The case is Merrill v. Milligan, an Alabama case that the Supreme Court chose to hear to decide whether Alabama violated Section 2 of the Voting Rights Act (VRA) with its redistricting plan that included only one majority Black district out of seven – despite having a population that is 27% Black. Today, Alabama has seven members of Congress, but only one is Black – Rep. Terri Sewell.
The district court found that Alabama violated the VRA by packing too many Blacks into a single majority Black district, and that the VRA requires that the majority Black district be unpacked so that a second Black opportunity district could be created.

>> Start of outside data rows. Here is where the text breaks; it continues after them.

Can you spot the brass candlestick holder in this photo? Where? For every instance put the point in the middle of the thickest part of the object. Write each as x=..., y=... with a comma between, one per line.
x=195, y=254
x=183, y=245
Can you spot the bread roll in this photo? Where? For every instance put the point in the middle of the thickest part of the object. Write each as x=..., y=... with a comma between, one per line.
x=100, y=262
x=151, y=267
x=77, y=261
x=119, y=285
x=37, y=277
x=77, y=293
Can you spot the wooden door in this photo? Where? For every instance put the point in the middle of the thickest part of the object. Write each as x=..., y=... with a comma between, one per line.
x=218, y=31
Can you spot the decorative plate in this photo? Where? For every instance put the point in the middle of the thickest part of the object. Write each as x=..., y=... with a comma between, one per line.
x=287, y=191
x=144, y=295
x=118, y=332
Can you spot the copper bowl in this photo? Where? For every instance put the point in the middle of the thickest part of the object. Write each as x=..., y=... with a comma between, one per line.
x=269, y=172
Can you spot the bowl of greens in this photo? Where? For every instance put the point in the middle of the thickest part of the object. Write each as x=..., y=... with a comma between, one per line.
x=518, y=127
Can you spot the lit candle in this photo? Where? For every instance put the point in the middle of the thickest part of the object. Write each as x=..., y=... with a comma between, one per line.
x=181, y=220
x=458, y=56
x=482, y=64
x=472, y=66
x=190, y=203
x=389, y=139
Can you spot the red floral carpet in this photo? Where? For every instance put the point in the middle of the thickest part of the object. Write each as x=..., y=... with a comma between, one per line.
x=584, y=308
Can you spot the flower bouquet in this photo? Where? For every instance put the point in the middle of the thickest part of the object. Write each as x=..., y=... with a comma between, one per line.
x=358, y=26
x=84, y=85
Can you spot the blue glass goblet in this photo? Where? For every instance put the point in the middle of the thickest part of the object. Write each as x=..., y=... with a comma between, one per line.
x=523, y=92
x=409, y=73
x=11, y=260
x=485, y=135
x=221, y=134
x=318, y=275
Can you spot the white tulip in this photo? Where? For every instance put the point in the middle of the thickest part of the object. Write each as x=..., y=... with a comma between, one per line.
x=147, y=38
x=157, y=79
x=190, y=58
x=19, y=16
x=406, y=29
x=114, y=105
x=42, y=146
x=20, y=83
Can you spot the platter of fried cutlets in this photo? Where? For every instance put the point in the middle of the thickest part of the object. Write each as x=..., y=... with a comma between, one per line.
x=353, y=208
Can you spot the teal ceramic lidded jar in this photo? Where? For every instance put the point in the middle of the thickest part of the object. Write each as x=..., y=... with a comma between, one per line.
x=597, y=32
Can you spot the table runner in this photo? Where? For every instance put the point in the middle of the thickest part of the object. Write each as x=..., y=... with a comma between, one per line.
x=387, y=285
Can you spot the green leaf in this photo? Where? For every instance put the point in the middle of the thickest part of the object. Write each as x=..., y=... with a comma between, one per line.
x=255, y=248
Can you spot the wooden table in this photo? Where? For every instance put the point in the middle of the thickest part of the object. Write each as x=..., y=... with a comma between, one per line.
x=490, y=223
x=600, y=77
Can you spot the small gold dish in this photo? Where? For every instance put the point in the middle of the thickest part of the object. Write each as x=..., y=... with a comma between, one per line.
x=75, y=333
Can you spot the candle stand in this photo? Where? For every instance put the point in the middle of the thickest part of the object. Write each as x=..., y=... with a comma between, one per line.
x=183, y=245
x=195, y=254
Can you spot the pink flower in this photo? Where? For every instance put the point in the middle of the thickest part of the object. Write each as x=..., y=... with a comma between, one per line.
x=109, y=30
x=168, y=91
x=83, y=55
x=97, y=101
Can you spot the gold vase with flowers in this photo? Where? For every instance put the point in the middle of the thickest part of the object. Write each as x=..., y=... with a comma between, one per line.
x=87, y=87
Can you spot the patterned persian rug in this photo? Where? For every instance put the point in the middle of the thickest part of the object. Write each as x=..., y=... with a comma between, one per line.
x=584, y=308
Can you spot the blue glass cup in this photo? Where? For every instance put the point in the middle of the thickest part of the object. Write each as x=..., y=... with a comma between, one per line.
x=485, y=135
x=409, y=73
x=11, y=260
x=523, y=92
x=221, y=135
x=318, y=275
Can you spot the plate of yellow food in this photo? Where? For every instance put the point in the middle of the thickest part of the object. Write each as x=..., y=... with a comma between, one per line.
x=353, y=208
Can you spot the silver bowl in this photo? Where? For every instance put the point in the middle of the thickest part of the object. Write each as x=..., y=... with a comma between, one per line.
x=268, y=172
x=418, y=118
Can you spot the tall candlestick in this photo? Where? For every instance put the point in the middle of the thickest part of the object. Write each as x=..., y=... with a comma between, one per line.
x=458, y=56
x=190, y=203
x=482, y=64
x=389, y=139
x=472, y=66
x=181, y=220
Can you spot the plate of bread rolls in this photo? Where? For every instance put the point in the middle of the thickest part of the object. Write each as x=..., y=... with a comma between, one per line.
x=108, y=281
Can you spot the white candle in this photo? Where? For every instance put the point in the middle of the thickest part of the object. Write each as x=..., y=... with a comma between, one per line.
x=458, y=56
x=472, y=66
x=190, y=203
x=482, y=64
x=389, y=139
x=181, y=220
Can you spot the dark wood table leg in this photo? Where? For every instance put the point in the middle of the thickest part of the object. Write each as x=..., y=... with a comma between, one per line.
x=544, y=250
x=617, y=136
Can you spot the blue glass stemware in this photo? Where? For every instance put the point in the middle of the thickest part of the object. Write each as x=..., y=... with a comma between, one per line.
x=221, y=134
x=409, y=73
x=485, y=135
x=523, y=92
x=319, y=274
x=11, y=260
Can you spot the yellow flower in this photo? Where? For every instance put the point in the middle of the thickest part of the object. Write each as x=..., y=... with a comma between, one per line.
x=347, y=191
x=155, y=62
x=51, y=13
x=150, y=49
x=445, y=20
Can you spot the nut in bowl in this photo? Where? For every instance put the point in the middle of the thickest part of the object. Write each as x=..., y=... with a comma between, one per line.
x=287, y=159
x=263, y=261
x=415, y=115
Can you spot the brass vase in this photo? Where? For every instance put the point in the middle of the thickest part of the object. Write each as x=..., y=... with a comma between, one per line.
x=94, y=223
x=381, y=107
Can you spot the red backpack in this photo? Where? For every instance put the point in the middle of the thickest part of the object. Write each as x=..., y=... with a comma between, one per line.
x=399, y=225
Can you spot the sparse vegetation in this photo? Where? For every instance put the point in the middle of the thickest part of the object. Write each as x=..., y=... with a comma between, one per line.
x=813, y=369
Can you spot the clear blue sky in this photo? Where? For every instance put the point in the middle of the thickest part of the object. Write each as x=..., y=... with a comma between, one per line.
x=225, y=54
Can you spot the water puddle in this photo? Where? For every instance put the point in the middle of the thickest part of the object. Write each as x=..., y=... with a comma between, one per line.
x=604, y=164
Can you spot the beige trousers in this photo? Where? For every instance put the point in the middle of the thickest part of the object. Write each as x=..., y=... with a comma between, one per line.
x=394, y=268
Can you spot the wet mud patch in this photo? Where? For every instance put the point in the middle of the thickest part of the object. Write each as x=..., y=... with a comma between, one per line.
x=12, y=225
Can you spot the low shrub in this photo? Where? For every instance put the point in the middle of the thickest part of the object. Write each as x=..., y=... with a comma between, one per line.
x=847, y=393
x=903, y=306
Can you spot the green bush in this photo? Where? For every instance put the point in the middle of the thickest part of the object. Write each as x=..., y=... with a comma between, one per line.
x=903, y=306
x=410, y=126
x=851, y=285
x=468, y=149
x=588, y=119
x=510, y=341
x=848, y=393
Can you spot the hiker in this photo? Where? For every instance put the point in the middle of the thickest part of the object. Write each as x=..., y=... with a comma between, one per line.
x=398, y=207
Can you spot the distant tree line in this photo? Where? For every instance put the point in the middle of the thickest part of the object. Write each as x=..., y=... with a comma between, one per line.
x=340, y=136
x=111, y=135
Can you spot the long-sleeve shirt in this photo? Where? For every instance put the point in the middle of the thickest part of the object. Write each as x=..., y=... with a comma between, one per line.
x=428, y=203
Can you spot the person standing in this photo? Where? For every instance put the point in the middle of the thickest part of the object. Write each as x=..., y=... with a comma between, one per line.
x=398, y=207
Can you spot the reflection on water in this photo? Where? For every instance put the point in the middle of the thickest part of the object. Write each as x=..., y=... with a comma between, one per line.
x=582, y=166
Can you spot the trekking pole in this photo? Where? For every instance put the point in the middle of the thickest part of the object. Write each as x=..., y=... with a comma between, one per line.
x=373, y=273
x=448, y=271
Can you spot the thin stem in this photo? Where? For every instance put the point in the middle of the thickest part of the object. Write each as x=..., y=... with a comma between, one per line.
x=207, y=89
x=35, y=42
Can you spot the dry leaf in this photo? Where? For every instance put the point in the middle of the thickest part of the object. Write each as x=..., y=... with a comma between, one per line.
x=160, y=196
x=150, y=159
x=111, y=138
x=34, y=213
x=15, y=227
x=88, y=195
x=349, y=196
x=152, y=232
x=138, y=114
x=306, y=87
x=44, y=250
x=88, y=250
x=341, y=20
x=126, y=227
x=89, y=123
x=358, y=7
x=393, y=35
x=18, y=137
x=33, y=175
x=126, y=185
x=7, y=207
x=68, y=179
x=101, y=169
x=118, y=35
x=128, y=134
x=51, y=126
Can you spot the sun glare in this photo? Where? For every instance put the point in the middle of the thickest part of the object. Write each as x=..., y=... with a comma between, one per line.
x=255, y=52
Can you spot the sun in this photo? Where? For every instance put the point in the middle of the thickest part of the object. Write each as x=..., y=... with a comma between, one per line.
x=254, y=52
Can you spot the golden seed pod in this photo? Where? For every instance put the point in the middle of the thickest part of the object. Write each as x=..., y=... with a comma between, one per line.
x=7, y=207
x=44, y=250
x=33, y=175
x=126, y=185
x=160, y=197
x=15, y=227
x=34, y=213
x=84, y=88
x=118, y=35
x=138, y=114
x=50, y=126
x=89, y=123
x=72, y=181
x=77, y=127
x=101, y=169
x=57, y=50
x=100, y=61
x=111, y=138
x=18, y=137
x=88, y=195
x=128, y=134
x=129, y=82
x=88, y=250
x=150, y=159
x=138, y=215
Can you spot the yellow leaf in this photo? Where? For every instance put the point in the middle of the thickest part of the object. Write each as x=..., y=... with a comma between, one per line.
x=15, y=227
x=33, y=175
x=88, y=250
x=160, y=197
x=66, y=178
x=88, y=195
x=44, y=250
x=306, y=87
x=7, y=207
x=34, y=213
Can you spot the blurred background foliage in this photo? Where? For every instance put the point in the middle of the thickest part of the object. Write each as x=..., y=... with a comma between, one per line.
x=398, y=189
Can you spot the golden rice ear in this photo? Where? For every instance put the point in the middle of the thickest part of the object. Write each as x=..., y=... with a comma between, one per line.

And by the way, this is what a panel of three judges – two of whom were appointed by Donald Trump – said unanimously 3-0.The three-judge panel in the Northern District Court of Alabama found that the Alabama redistricting map was a “straightforward Section 2” violation and ordered that Alabama draw a new map. Ominously however, the Supreme Court reversed the lower court and ordered that the election be held using the challenged map while the case proceeds to final resolution.
The fact that the Supreme Court chose to allow elections under a racially discriminatory map after the lower court deemed the map to be a straightforward violation of the VRA raises alarms that the ultra-conservative Supreme Court appears prepared to gut the VRA even more than it already has.
In my opinion, those fears are well founded – particularly based on the arguments I heard from the attorney representing Alabama, and the questions and assertions raised by Justices Clarence Thomas and Samuel Alito, and to a lesser extent those raised by Justices Brett Kavanaugh and Amy Comey Barrett.
Alabama’s attorney argued that requiring Alabama to use race in drawing congressional districts would violate the Equal Protection Clause of the Fourteenth Amendment. But as Justice Ketanji Brown Jackson pointed out, that amendment was ratified for the very purpose of ensuring that Black people were treated equally, and therefore requiring Alabama to draw a map that would give its Black citizens an opportunity to elect the representative of their choice could not violate the Fourteenth Amendment. In other words, Black people of Alabama have a constitutional right to not be packed into one district.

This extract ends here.